Wednesday, June 4, 2008
Noisy Outcast Pretty But Annoying
In every family there's a black sheep, usually. The yellow-breasted chat is that dude in the warbler family.
When you think of a warbler, you think of a small songster dressed in olive-greens, yellows, grays, blues and black and whites. The chat fits into the family as far as colors are concerned, but there his qualifications end.
His song, if you can call it a song, unlike that of any other warbler, is loud and fractious. Not only is the song unusual but the manner of singing is different. He flies from one bush to another while getting his garrulous message across. All the other little warblers' songs are soft and pleasing.
He is a full two inches larger than most warblers. He has a long tail like a mocker, a bill that is larger, heavier and more curved than the smaller warblers and his wings are shorter and rounded.

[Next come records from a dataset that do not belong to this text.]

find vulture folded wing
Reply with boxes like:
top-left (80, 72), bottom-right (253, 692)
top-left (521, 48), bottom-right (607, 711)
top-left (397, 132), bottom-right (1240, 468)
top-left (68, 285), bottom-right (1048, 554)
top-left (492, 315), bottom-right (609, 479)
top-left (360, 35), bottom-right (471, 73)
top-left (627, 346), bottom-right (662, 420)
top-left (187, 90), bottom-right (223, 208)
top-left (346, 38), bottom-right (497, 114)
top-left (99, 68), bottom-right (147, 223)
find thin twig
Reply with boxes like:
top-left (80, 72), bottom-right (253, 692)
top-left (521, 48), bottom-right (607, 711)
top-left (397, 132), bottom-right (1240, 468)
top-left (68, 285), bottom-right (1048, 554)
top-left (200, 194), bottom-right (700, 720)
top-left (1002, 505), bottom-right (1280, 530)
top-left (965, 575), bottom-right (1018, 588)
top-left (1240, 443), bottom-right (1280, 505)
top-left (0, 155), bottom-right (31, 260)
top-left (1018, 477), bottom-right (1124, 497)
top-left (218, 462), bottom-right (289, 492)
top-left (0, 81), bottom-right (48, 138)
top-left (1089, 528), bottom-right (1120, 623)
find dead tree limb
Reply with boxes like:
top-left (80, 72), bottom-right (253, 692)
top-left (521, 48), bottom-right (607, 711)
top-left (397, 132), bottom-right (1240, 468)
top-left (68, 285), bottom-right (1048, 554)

He's a handsome guy. He wears this year's fashionable olive-green on his back with a yellow shirt. His colors glisten in the golden sunlight. The white strip over his eye and his size distinguish him from the small yellow-throated vireo.
He prefers brushy habitats for his hangouts, the better to hide, for he is more often heard than seen.
The eccentric, ludicrous, almost clownish behavior is one of the chat's most outstanding characteristics. He hides in dense thickets and from this secluded place he sends out "bizarre noises", whistling, chuckling, barking, mewing, scolding and swearing. He gurgles, laughs, chatters, squeaks and cackles.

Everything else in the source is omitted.